All i can think of is the three I's --- Irresponsible----Ignorant----Idiot


----------



## ShenzisMom (Apr 27, 2010)

Dog in quarantine after attacks send two to hospital - thestar.com

...can anyone guess whats going to happen after this?
I'm out. I'm moving to Quebec if it happens. Seriously sick of ontarios idiots.
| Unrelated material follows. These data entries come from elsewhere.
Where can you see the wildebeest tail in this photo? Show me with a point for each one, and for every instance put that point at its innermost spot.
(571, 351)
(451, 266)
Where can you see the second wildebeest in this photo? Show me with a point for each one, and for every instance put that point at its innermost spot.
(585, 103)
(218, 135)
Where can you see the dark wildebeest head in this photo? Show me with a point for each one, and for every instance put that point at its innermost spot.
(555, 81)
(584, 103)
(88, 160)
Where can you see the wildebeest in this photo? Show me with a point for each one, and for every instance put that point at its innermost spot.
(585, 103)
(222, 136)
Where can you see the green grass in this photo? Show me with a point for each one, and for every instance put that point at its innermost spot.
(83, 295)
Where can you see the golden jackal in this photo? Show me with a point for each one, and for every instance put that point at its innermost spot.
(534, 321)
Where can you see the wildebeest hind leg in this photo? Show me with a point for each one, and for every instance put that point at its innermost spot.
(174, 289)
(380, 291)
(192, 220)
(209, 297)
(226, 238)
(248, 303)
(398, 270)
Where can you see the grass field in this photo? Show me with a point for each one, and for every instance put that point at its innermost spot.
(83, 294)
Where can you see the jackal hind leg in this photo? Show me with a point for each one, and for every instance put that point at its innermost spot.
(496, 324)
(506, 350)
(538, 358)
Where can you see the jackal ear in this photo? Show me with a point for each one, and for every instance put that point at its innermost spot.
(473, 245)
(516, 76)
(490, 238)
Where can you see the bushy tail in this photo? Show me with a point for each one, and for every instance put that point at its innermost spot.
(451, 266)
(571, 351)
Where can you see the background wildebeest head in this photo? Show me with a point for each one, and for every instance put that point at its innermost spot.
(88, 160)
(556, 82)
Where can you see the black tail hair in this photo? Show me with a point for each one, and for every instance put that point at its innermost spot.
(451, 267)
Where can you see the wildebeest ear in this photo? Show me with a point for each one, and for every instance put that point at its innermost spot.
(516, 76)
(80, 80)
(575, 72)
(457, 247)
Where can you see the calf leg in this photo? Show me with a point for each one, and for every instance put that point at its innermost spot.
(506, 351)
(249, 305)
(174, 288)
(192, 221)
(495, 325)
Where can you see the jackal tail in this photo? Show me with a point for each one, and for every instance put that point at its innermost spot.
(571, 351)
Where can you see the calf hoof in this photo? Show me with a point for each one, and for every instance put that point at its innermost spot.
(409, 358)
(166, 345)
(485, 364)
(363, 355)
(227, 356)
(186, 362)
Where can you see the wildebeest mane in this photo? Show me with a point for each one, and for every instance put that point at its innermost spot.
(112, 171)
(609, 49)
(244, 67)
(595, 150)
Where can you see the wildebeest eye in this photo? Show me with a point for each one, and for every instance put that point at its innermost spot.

Or, need to meet intelligent people!


----------



## Lora (Jan 7, 2011)

Deathmetal said:


> Dog in quarantine after attacks send two to hospital - thestar.com
> 
> ...can anyone guess whats going to happen after this?
> I'm out. I'm moving to Quebec if it happens. Seriously sick of ontarios idiots.
> ...



Ontario is not the place it used to be, Quebec or Alberta is much better! I am sorry but I don't see how anyone can blame the GSD , to me it is the owner who is 100% at fault! The GSD should be put in foster and the owner should be put in quarantine! JMO


----------



## ShenzisMom (Apr 27, 2010)

Lora said:


> Ontario is not the place it used to be, Quebec or Alberta is much better! I am sorry but I don't see how anyone can blame the GSD , to me it is the owner who is 100% at fault! The GSD should be put in foster and the owner should be put in quarantine! JMO


I completely agree. I'm lucky, my common-law boyfriend is from Quebec and we've already talked about moving out there. If this happens, I'm going, and he'll probably follow! 
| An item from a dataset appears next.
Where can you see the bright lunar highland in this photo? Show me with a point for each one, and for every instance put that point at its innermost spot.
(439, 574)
I have no words that people on here want to hear, but it involves alot of ....:headbang:


----------



## King&Skylar (Jun 3, 2010)

UGH this makes me so mad!!! poor dog, and i feel bad for the people that got bit. stupid owner!


----------



## DanielleOttoMom (May 11, 2010)

I blame the owner too. Why is he inside a store with the dog not on a leash? I think the owner needs to be put in quarantine for not having a brain. Why didn't he help the victim that he seen at the store? He knew he did wrong and that is why he ran. Why doesn't he have shot records on his dog? Shhhish!


----------



## KJandBravo (Mar 5, 2007)

What do you bet that it wasn't even a GSD? The media loves to mislabel dog breeds. Most cops can identify a GSD, but you never know.


----------



## codmaster (Aug 5, 2009)

"Poor dog"? The dog is at fault also, as well as the owner is responsible. The dog did the attacking and biting so he is most definetly at fault - the dog owner is responsible but there was obviously something wrong with the dog as well to attack the people like it sounds like he did.


----------



## LaRen616 (Mar 4, 2010)

codmaster said:


> "Poor dog"? The dog is at fault also, as well as the owner is responsible. The dog did the attacking and biting so he is most definetly at fault - the dog owner is responsible but there was obviously something wrong with the dog as well to attack the people like it sounds like he did.


If the dog was never told not to bite, if the dog was trained to bite, then I do not believe it is the dog's fault at all. They do not know right from wrong like we do, they only know what they are taught, or if they bite and they are not corrected.


----------



## ShenzisMom (Apr 27, 2010)

IMO an owner knows when his/her dog is a liability for a bite. It is their responsibility to protect the dog AND the public from this situation. IMO Stupid human for not properly restraining his animal. And this is from someone who has a dog who at one point was a liability to bite. If you have a dog who is a liability, it is your reponsibility to have it leashed-and maybe muzzled-at all times.


----------



## codmaster (Aug 5, 2009)

LaRen616 said:


> If the dog was never told not to bite, if the dog was trained to bite, then I do not believe it is the dog's fault at all. They do not know right from wrong like we do, they only know what they are taught, or if they bite and they are not corrected.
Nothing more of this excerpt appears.